Ben artık gidişinden sonra öldüm, ne varsa terk ettim, şimdi bir ölüyüm benden sana fayda gelmez dercesine, Sağ iken bilseydin kadir kıymetim, bilmedin çektin gittin şimdi sonucuna katlan dercesine, böyle erimezdi kemiğim etim, şimdi sayılıyor bak iskeletim. Beni yaşatan aşk ve sendin, gidişinle hayata küstüm boğazımda sensiz bir lokma geçmedi, bana zehir ettin hayatı, beni zehirle sarılmış nefretini gidişini bıraktın, parçaladın, ama ben gecelerde gelirsin pişman olursun diye bekledim buna rağmen kırılan gönlümü onarmaya çalıştım ama sensiz ellerim titrese de hata benimdir diyerek kendimi yaralayarak suçlu sayarak teselli ettim, ama gelmedin aradan kaç mevsim yıl asır geçti dönmedin… İşte bu nedenle ey yâr iyi bil ki bıraktığın yalnızlıktan bu yalnızlığımdan ancak senin gibi vefasız bir beni çıkardın, bende ancak bir seni vefasız senli bir sen çıkardım ve sessizce sensizliğinle büyüttüm yanımda, o nedenle bir eski beni arama artık yok gitti bitti, bu nedenle ağlamanın vakti geçti ey nazlı yâr, anla bil artık.
Melekül Mevt yolda geldi gelecek
Evreni bu dertten mutlak ölecek
Bu vakti mi buldun kıymet bilecek
Ağlamanın vakti geçti nazlı yar.
Bil ki, Melekül Mevt-Azrail- yolda artık bu acılarıma son verecek, yolda şimdi gelecek, sen giderken ben öldüm işte şimdi gerçek olacak, gör eserini dercesine, ben Evreni-Mahlas ismi- artık bu dertten mutlak öleceğim, ey yâr vefasız kadir kıymet bilmez yar, artık son andayım diyerek o yâre son demde son anımı buldun geldin, bu vakitte kıymet bilsen ne fayda artık bir ben yok bende, ölüm geldi kurtulacağım bu ıstıraptan, sana sarılamam koklayamam canım yârim diyemem artık, öleceğim bil şimdi, o nedenle artık vakti geçti ağlama yar. Salih kardeşim o kadar derinden yazmışsın ki, o anları gözyaşım içinde bana bunları yazdırdın, ben kavuşmaları severim lakin işte aşkta da kavuşma ahrete kalıyor, sanki o söz çok doğru, evlilik aşkı bozuyor sözü doğrulanıyor, ayrılık aşkı yarınlara taşıyor ama bazen de böyle istisnalar, yâre sitem ederek sitemden öte hayaller yıkılınca kalkması zor oluyor ve sizin yazdığınız gibi yüreğimiz parçalanıyor ve yıllar sonra gelen yâre böyle sitemler ediliyor.

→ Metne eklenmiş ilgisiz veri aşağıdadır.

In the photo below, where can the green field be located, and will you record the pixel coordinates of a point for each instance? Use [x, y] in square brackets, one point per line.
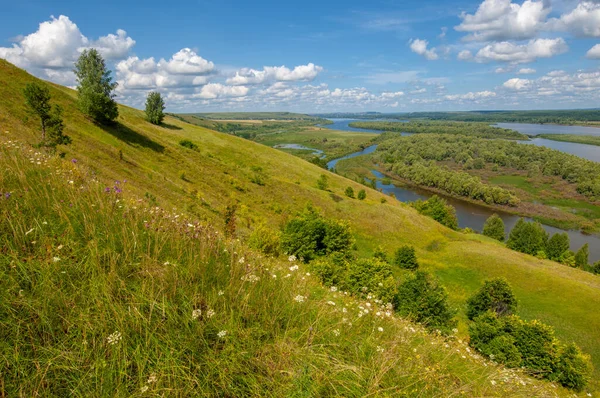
[120, 281]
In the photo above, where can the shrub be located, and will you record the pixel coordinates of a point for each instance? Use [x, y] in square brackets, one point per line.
[495, 295]
[420, 298]
[558, 244]
[188, 144]
[494, 228]
[322, 182]
[527, 237]
[406, 258]
[310, 235]
[582, 256]
[438, 209]
[264, 240]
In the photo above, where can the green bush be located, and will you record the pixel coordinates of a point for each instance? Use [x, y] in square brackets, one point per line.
[438, 209]
[495, 295]
[494, 228]
[310, 235]
[420, 298]
[349, 192]
[531, 345]
[188, 144]
[406, 258]
[528, 237]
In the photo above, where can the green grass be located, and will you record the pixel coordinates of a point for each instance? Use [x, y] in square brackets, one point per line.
[218, 173]
[579, 139]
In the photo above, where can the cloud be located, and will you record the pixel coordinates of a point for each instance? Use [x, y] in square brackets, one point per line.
[51, 51]
[218, 90]
[419, 46]
[521, 53]
[306, 72]
[594, 52]
[526, 71]
[583, 21]
[517, 84]
[500, 20]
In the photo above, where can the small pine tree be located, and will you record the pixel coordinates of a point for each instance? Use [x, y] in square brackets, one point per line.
[582, 256]
[494, 227]
[558, 244]
[495, 295]
[406, 258]
[322, 182]
[95, 87]
[37, 98]
[155, 106]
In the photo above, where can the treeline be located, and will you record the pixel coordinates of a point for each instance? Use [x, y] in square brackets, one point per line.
[414, 158]
[482, 130]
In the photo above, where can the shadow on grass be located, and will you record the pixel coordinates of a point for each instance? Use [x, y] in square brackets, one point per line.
[170, 126]
[132, 137]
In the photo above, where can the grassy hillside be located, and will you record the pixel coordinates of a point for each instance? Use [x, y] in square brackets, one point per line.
[201, 183]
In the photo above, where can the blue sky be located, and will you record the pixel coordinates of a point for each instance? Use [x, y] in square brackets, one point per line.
[388, 56]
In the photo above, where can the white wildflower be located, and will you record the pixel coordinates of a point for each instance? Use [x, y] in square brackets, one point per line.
[114, 338]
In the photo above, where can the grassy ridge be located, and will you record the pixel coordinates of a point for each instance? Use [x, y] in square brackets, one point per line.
[222, 169]
[107, 295]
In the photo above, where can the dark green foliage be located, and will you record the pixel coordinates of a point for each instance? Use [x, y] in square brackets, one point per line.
[406, 258]
[349, 192]
[438, 209]
[188, 144]
[528, 237]
[95, 87]
[420, 298]
[362, 194]
[322, 182]
[532, 345]
[558, 244]
[310, 235]
[155, 107]
[495, 295]
[494, 227]
[582, 256]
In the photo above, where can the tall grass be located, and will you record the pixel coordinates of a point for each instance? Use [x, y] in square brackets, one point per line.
[105, 295]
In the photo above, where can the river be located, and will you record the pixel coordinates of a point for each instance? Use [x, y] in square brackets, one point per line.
[469, 214]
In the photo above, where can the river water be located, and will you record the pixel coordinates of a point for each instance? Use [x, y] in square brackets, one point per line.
[469, 215]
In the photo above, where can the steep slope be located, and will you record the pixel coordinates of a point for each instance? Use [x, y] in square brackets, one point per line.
[201, 183]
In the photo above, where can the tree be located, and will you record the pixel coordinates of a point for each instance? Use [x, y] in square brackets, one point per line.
[155, 107]
[406, 258]
[37, 98]
[95, 87]
[582, 256]
[558, 244]
[494, 227]
[495, 295]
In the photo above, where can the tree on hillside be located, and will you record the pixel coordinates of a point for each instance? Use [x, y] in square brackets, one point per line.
[582, 256]
[155, 107]
[95, 87]
[37, 98]
[494, 227]
[495, 295]
[558, 244]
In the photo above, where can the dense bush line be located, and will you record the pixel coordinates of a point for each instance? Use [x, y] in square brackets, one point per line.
[410, 157]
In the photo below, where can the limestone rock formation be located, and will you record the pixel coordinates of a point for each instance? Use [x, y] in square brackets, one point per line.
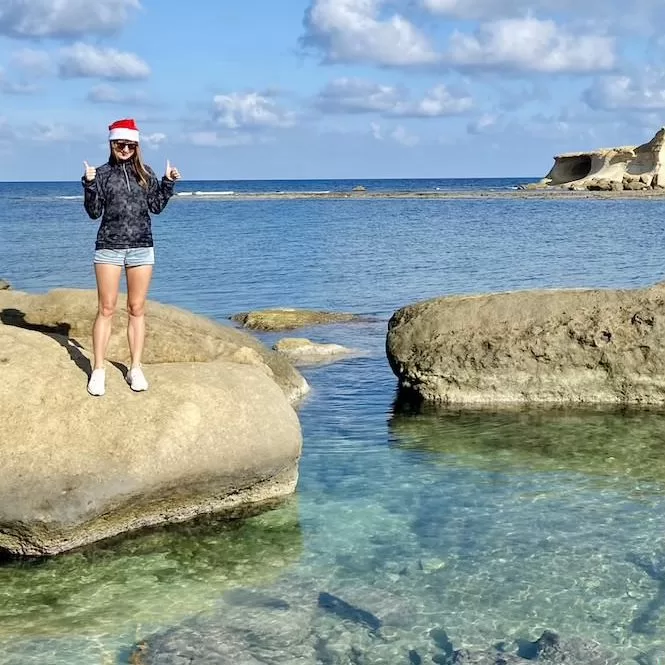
[632, 168]
[214, 434]
[557, 346]
[288, 319]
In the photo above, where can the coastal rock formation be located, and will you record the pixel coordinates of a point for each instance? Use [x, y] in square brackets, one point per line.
[557, 346]
[632, 168]
[216, 432]
[288, 319]
[302, 351]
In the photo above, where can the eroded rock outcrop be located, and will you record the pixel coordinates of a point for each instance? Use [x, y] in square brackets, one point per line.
[216, 432]
[558, 346]
[631, 168]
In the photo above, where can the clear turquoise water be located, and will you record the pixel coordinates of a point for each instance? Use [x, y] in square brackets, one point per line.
[488, 525]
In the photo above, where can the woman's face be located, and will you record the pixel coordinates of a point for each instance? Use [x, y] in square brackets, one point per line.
[123, 150]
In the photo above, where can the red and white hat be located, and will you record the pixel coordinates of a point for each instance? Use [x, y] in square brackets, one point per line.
[124, 130]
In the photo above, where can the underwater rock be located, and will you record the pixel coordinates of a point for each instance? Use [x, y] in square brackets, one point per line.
[302, 351]
[288, 319]
[572, 346]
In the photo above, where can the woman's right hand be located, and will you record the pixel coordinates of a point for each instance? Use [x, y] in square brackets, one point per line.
[90, 172]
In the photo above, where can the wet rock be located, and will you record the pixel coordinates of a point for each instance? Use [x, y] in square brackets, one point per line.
[302, 351]
[288, 319]
[570, 346]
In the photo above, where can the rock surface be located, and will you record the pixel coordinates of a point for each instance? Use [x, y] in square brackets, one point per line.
[558, 346]
[631, 168]
[302, 351]
[208, 437]
[288, 319]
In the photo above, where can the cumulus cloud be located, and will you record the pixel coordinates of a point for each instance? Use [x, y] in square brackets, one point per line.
[108, 94]
[31, 63]
[250, 110]
[530, 44]
[642, 92]
[348, 95]
[63, 18]
[356, 31]
[85, 61]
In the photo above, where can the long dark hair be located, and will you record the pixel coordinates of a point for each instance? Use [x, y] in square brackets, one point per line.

Aslında ne kadar o yâre seni unutarak bu gönlümde çıkarıyorum atıyorum, seninle bu aşkla yenilenen hücrelerim, seninle düşünen bu aklımda beyim gidişine anlam mana vermeden yıllardır savaştı benimle gönlümle bak kan revan içinde kaldı, içinde her parçamla, ben kanıyorum sen kanıyorsun elinde hançerinle parçalarken bu bedenimi, seninle gülen içinde sen gezen akan gözyaşlarımla gözlerimden sen düşerken dese de unutamıyor vesselam. Salih kardeşime bu enfes şiiri için teşekkürler ediyorum bu vesile ile aşkı ve bu güzel duyguları yeniden hatırlamamıza vesile olduğu için, ben geride bir gülümseme bırakarak köşeme çekiliyorum, gerisini size bırakıyorum değerli okuyucu kardeşlerim, selamlarımla.